As a result, the Red Cross received considerable criticism, and Congress’ discussions about providing Red Cross medical personnel with malpractice and tort protection ended. On my recommendation, the Red Cross decided to not invest in coordinating the medical response. Malpractice lawsuits are a poor use of donated dollars.

Instead the government created the Medical Reserve Corps within the Office of the Surgeon General which was meant to fill this role. My concerns were:

  1. The Office of the Surgeon General had no significant experience coordinating volunteers.
  2. Once the focus on disaster response waned, the government funding would dry up for medical reserve corp.
  3. Medical volunteers would have limited opportunities to practice disaster response on real disasters because they would be solely local teams, whereas with the Red Cross had planned to deploy them in other roles to disasters around the country in order to gain experience in general disaster response.

After attending a disaster training course in Israel this year, my observations were confirmed that the United States has a long way to go in the arena of disaster medical and mental health response, especially for those with the greatest needs.

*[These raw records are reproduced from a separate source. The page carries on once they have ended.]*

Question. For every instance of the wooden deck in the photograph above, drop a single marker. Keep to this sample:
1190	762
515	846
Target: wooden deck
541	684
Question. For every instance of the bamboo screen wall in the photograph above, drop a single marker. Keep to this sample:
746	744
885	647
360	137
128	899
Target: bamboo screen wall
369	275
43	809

September 11th changed my life as it did most peoples. Now, a mission of mine is addressing the public health and medical gaps in disaster response, domestically and internationally.

About the author:
Kelly B. Close, MD, MPH, is the Director of Emed Health a the Center for Emergency Medicine of Western Pennsylvania, Inc. She is also an adjunct professor in the School of Health and Rehabilitation Sciences. She can be reached by email at closekb@upmc.edu.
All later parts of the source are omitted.